I have DataFrame similar to the following:
In [141]: dd = pd.DataFrame({'c1': ['A','A','B','A','B','B','A','C','B','A','D','D','D','C','B','A','C','A','D','B','A','C'],
...: 'c2': ['b', 'a', 'b', 'c', 'd', 'a', 'd', 'd', 'a', 'a', 'c', 'a', 'a', 'b', 'b', 'c', 'c', 'a', 'b', 'd', 'b', 'a'],
...: 'c3': range(22)})
I'm grouping it by the two columns and calculating each group sizes:
In [155]: dd.groupby(['c1','c2']).size()
Out[155]:
c1 c2
A a 3
b 2
c 2
d 1
B a 2
b 2
d 2
C a 1
b 1
c 1
d 1
D a 2
b 1
c 1
dtype: int64
Now I want to sort each group by the size and extract 3 top most values.

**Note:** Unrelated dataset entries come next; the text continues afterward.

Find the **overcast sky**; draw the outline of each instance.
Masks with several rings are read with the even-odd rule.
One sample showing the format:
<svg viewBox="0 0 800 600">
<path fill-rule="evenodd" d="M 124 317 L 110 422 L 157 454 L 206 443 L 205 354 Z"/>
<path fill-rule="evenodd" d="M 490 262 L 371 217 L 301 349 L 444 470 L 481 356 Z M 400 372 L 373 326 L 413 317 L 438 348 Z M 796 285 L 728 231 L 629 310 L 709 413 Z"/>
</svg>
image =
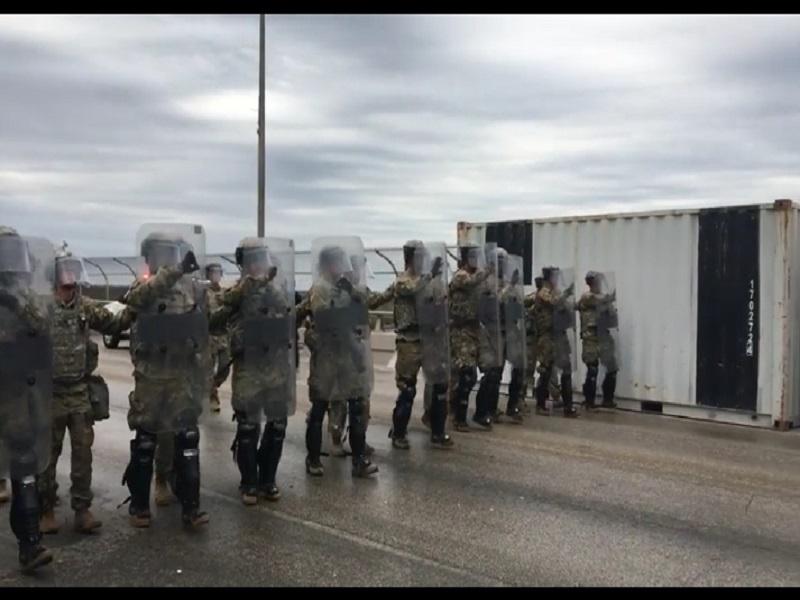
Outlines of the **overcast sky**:
<svg viewBox="0 0 800 600">
<path fill-rule="evenodd" d="M 257 16 L 0 16 L 0 222 L 255 233 Z M 267 233 L 800 198 L 800 18 L 267 17 Z"/>
</svg>

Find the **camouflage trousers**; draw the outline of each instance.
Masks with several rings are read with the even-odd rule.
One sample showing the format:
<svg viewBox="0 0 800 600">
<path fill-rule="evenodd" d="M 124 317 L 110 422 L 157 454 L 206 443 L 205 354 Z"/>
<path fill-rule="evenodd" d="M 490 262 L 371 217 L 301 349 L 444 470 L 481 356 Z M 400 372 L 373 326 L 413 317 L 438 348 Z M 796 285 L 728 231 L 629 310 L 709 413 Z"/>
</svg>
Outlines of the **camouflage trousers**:
<svg viewBox="0 0 800 600">
<path fill-rule="evenodd" d="M 539 343 L 535 337 L 528 336 L 527 338 L 527 354 L 525 359 L 527 361 L 525 369 L 525 384 L 523 386 L 523 398 L 528 394 L 528 390 L 533 391 L 536 387 L 536 366 L 539 362 L 538 354 Z M 558 377 L 553 372 L 550 377 L 550 397 L 558 402 L 561 400 L 561 387 L 559 386 Z"/>
<path fill-rule="evenodd" d="M 211 353 L 211 400 L 219 403 L 219 388 L 231 372 L 231 353 L 228 345 L 222 342 L 212 344 Z"/>
<path fill-rule="evenodd" d="M 53 418 L 52 446 L 50 463 L 39 478 L 39 493 L 42 510 L 55 507 L 58 482 L 56 466 L 64 447 L 64 436 L 69 430 L 72 446 L 72 465 L 70 468 L 70 503 L 72 510 L 83 510 L 92 504 L 92 444 L 94 443 L 94 419 L 91 413 L 73 412 Z"/>
<path fill-rule="evenodd" d="M 313 388 L 308 388 L 308 399 L 313 408 L 314 402 L 321 402 L 317 395 L 314 393 Z M 306 417 L 311 415 L 311 408 L 308 409 Z M 332 436 L 344 436 L 345 427 L 347 426 L 347 411 L 348 406 L 346 401 L 331 401 L 326 403 L 325 410 L 328 414 L 328 433 Z M 369 425 L 370 420 L 370 402 L 369 397 L 364 398 L 364 423 Z M 341 437 L 339 438 L 341 439 Z"/>
<path fill-rule="evenodd" d="M 614 338 L 609 335 L 581 334 L 581 360 L 586 365 L 602 363 L 609 373 L 618 370 Z"/>
<path fill-rule="evenodd" d="M 553 367 L 572 372 L 571 347 L 566 334 L 539 336 L 536 340 L 536 354 L 539 359 L 539 373 L 551 371 Z"/>
<path fill-rule="evenodd" d="M 395 341 L 397 360 L 394 364 L 394 382 L 401 392 L 417 385 L 417 375 L 422 368 L 422 345 L 419 341 Z"/>
<path fill-rule="evenodd" d="M 476 367 L 480 358 L 480 341 L 477 325 L 450 327 L 450 363 L 454 370 Z"/>
<path fill-rule="evenodd" d="M 156 479 L 169 481 L 175 460 L 175 434 L 171 431 L 156 435 Z"/>
</svg>

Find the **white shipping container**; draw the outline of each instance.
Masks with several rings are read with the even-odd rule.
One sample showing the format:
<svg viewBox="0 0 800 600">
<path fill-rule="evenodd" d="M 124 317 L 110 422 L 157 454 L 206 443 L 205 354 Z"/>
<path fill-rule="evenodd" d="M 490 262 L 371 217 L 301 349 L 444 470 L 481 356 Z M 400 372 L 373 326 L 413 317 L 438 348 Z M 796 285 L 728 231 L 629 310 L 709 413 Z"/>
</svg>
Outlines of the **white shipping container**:
<svg viewBox="0 0 800 600">
<path fill-rule="evenodd" d="M 792 202 L 459 223 L 458 240 L 523 254 L 532 263 L 528 292 L 547 265 L 575 269 L 576 296 L 587 271 L 614 273 L 622 408 L 782 429 L 800 423 L 800 217 Z M 586 369 L 577 333 L 579 393 Z"/>
</svg>

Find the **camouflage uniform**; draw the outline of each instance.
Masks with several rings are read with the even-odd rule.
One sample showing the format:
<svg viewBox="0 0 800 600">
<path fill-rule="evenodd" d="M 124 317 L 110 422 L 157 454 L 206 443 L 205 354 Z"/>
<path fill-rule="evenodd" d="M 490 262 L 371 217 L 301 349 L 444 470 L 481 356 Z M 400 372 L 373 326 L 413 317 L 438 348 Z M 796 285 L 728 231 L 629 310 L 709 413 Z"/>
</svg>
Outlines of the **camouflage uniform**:
<svg viewBox="0 0 800 600">
<path fill-rule="evenodd" d="M 314 282 L 303 302 L 297 307 L 298 322 L 311 317 L 310 326 L 306 327 L 305 344 L 311 354 L 308 375 L 311 408 L 306 418 L 306 470 L 312 475 L 322 474 L 319 462 L 322 421 L 329 406 L 333 404 L 341 405 L 341 408 L 336 407 L 331 411 L 333 419 L 340 419 L 341 411 L 347 406 L 353 474 L 363 473 L 363 469 L 371 472 L 377 470 L 366 459 L 365 454 L 369 390 L 372 387 L 372 370 L 366 368 L 367 361 L 371 362 L 372 356 L 364 355 L 369 348 L 369 322 L 349 329 L 344 338 L 333 343 L 316 332 L 316 319 L 327 310 L 345 309 L 353 303 L 361 303 L 368 309 L 371 294 L 365 290 L 366 288 L 357 287 L 344 289 L 320 278 Z M 331 416 L 328 418 L 330 422 Z"/>
<path fill-rule="evenodd" d="M 393 286 L 390 286 L 383 292 L 372 292 L 368 291 L 368 300 L 367 300 L 367 307 L 370 310 L 375 310 L 386 304 L 387 302 L 391 301 L 394 292 Z M 303 336 L 303 344 L 311 351 L 311 346 L 314 344 L 314 337 L 313 337 L 313 328 L 312 328 L 312 320 L 311 320 L 311 313 L 309 310 L 308 303 L 304 302 L 298 305 L 297 307 L 297 314 L 303 316 L 301 320 L 299 317 L 297 319 L 298 324 L 304 323 L 305 328 L 305 335 Z M 313 402 L 313 392 L 312 392 L 312 379 L 313 375 L 311 373 L 312 365 L 309 364 L 309 373 L 308 373 L 308 386 L 309 386 L 309 400 Z M 309 409 L 310 410 L 310 409 Z M 341 445 L 343 441 L 344 430 L 347 425 L 347 403 L 346 402 L 328 402 L 328 433 L 333 438 L 334 446 Z M 367 396 L 364 399 L 364 412 L 363 418 L 367 426 L 369 425 L 369 420 L 371 419 L 371 412 L 370 412 L 370 397 Z M 367 454 L 372 454 L 373 448 L 369 444 L 366 445 Z"/>
<path fill-rule="evenodd" d="M 539 355 L 538 345 L 539 340 L 537 336 L 536 330 L 536 317 L 534 315 L 534 299 L 536 298 L 536 292 L 531 292 L 528 296 L 525 297 L 525 308 L 526 310 L 526 321 L 525 324 L 528 328 L 527 336 L 526 336 L 526 352 L 525 355 L 527 360 L 527 368 L 525 369 L 525 386 L 523 388 L 522 397 L 525 398 L 527 396 L 527 390 L 534 390 L 535 389 L 535 379 L 536 379 L 536 367 L 539 363 Z M 554 402 L 559 402 L 561 400 L 561 389 L 558 386 L 558 381 L 556 379 L 555 374 L 550 378 L 550 397 L 553 399 Z M 524 402 L 524 401 L 523 401 Z"/>
<path fill-rule="evenodd" d="M 222 307 L 225 289 L 219 284 L 212 284 L 208 290 L 208 306 L 211 312 Z M 231 372 L 230 341 L 227 332 L 212 335 L 209 338 L 211 351 L 211 407 L 219 410 L 219 388 L 225 383 Z"/>
<path fill-rule="evenodd" d="M 600 362 L 606 367 L 603 378 L 603 405 L 613 406 L 616 388 L 617 364 L 614 360 L 614 339 L 610 335 L 598 335 L 598 309 L 613 301 L 610 295 L 589 290 L 584 293 L 576 309 L 581 316 L 581 359 L 586 365 L 586 381 L 583 384 L 583 397 L 587 408 L 594 407 L 597 395 L 597 373 Z"/>
<path fill-rule="evenodd" d="M 40 479 L 42 509 L 45 512 L 53 510 L 55 506 L 58 490 L 56 465 L 67 429 L 72 445 L 72 509 L 80 511 L 91 506 L 94 418 L 87 379 L 97 366 L 97 345 L 89 339 L 89 330 L 114 335 L 120 331 L 120 320 L 121 317 L 115 318 L 94 300 L 80 294 L 67 303 L 56 300 L 51 325 L 54 363 L 53 441 L 50 464 Z"/>
<path fill-rule="evenodd" d="M 294 298 L 288 299 L 273 279 L 249 274 L 243 275 L 223 298 L 223 310 L 229 315 L 233 358 L 231 404 L 237 422 L 231 450 L 241 473 L 243 500 L 248 504 L 257 492 L 271 500 L 280 495 L 275 476 L 283 453 L 287 419 L 294 411 L 295 357 L 289 339 L 294 325 L 287 320 L 292 315 L 293 302 Z M 252 349 L 246 343 L 247 321 L 264 318 L 285 322 L 286 339 L 270 340 L 268 350 L 250 355 Z M 276 331 L 274 335 L 279 334 Z M 266 422 L 259 443 L 262 414 Z"/>
<path fill-rule="evenodd" d="M 480 326 L 478 294 L 488 271 L 470 272 L 461 267 L 450 281 L 450 389 L 455 423 L 465 427 L 469 394 L 478 380 Z"/>
<path fill-rule="evenodd" d="M 20 565 L 30 572 L 53 559 L 41 545 L 37 489 L 49 459 L 52 344 L 47 308 L 33 281 L 55 252 L 47 242 L 42 256 L 35 256 L 29 240 L 5 226 L 0 242 L 0 473 L 7 469 L 10 476 L 11 531 Z"/>
<path fill-rule="evenodd" d="M 545 410 L 548 388 L 553 385 L 554 369 L 561 371 L 561 396 L 564 401 L 564 413 L 574 414 L 572 406 L 572 368 L 569 364 L 569 339 L 566 332 L 555 334 L 553 315 L 557 308 L 563 308 L 567 296 L 553 289 L 545 282 L 536 292 L 534 300 L 534 320 L 536 325 L 536 354 L 539 359 L 539 383 L 536 386 L 536 406 Z M 565 362 L 566 358 L 566 362 Z M 559 359 L 559 360 L 557 360 Z M 560 364 L 557 364 L 560 361 Z"/>
<path fill-rule="evenodd" d="M 386 300 L 394 298 L 395 350 L 397 352 L 395 384 L 398 396 L 392 413 L 392 428 L 389 431 L 389 437 L 392 438 L 392 445 L 401 449 L 409 447 L 406 439 L 408 422 L 411 419 L 411 409 L 417 394 L 417 376 L 423 367 L 423 339 L 420 335 L 420 322 L 417 318 L 417 303 L 420 294 L 426 291 L 431 294 L 431 298 L 446 298 L 445 281 L 441 277 L 433 277 L 432 273 L 419 274 L 421 272 L 419 269 L 417 272 L 414 271 L 415 264 L 417 267 L 422 267 L 422 259 L 426 252 L 424 244 L 417 241 L 407 242 L 404 252 L 407 254 L 408 268 L 397 276 L 395 282 L 385 292 Z M 446 355 L 446 352 L 444 354 Z M 447 419 L 447 382 L 433 383 L 430 396 L 432 401 L 437 402 L 432 413 L 435 418 L 430 419 L 431 441 L 438 446 L 449 446 L 452 442 L 444 433 Z"/>
<path fill-rule="evenodd" d="M 131 492 L 129 512 L 132 523 L 149 525 L 153 458 L 157 442 L 162 451 L 169 449 L 167 438 L 174 448 L 171 481 L 182 504 L 183 520 L 192 524 L 204 523 L 207 517 L 199 511 L 200 432 L 197 419 L 202 412 L 203 399 L 208 394 L 205 375 L 210 371 L 211 362 L 208 345 L 187 339 L 180 356 L 180 360 L 186 361 L 185 366 L 178 368 L 154 360 L 160 354 L 153 354 L 154 348 L 139 340 L 138 329 L 142 315 L 154 314 L 154 310 L 155 314 L 161 314 L 161 307 L 168 305 L 185 307 L 182 308 L 185 315 L 199 310 L 213 333 L 224 326 L 225 317 L 220 318 L 222 311 L 214 315 L 208 313 L 207 288 L 191 275 L 184 275 L 181 265 L 162 266 L 155 276 L 137 279 L 126 295 L 126 304 L 122 315 L 125 315 L 127 323 L 123 322 L 121 328 L 131 325 L 130 352 L 134 366 L 128 426 L 136 432 L 136 438 L 131 441 L 131 462 L 123 483 L 128 484 Z M 166 470 L 166 464 L 162 467 Z"/>
</svg>

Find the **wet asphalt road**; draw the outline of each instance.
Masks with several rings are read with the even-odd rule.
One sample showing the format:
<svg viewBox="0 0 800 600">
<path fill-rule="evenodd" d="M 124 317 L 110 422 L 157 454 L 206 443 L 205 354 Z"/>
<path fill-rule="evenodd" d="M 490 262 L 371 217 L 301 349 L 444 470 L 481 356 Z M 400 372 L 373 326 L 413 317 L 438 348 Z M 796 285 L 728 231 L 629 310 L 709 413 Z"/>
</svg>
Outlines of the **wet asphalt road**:
<svg viewBox="0 0 800 600">
<path fill-rule="evenodd" d="M 153 506 L 147 530 L 117 509 L 131 366 L 127 349 L 103 350 L 112 417 L 96 426 L 93 507 L 103 528 L 71 530 L 65 448 L 62 530 L 45 538 L 55 561 L 21 575 L 0 506 L 0 585 L 800 585 L 798 433 L 602 412 L 453 434 L 456 448 L 441 451 L 428 446 L 418 397 L 412 448 L 393 450 L 389 358 L 376 356 L 368 433 L 377 478 L 353 480 L 349 459 L 333 457 L 323 478 L 306 476 L 303 368 L 283 497 L 257 507 L 239 500 L 226 384 L 221 415 L 201 428 L 211 523 L 187 532 L 177 505 Z"/>
</svg>

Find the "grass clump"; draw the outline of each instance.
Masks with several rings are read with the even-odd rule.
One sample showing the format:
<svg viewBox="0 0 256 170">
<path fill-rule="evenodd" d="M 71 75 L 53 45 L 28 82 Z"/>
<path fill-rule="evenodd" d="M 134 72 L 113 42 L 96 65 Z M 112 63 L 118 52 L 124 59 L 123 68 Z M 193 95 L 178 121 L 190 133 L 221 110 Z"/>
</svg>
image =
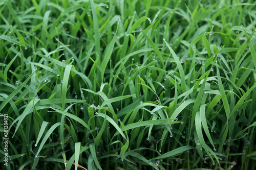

The desired output would look like the following:
c1 c2
A a 3
b 2
c 2
B a 2
b 2
d 2
C a 1
b 1
c 1
D a 2
b 1
c 1
dtype: int64
But I'm failing to get the required output by using some known techniques:
In [158]: dd.groupby(['c1','c2']).size().head(3)
Out[158]:
c1 c2
A a 3
b 2
c 2
dtype: int64
In [159]: dd.groupby(['c1','c2']).size().to_frame().nlargest(3, 0)
Out[159]:
0
c1 c2
A a 3
b 2
c 2
Is there a way?
CodePudding user response:
Initially, you are grouping by c1
and c2
, but when taking the "3 top most values", based on your examples, I think you mean top 3 within each group of c1
.
That would suggest you need a second groupby operation:
dd.groupby(['c1','c2']).size().groupby("c1", group_keys=False).nlargest(3)
Result:
c1 c2
A a 3
b 2
c 2
B a 2
b 2
d 2
C a 1
b 1
c 1
D a 2
b 1
c 1
dtype: int64
CodePudding user response:
See below for a much faster alternative.
You need a double groupby:
dd.groupby(['c1','c2']).size().groupby(level='c1', group_keys=False).nlargest(3)
output:
c1 c2
A a 3
b 2
c 2
B a 2
b 2
d 2
C a 1
b 1
c 1
D a 2
b 1
c 1
dtype: int64
Much faster alternative with value_counts
groupby.head
, with a different order of the output:
dd.value_counts(['c1','c2']).groupby(level='c1', group_keys=False).head(3)
Output:
c1 c2
A a 3
b 2
c 2
B a 2
b 2
d 2
D a 2
C a 1
b 1
c 1
D b 1
c 1
dtype: int64
The alternative is ~4-5x faster on the provided example, and ~100x faster on a random 100k rows dataframe (4.4s vs 48ms).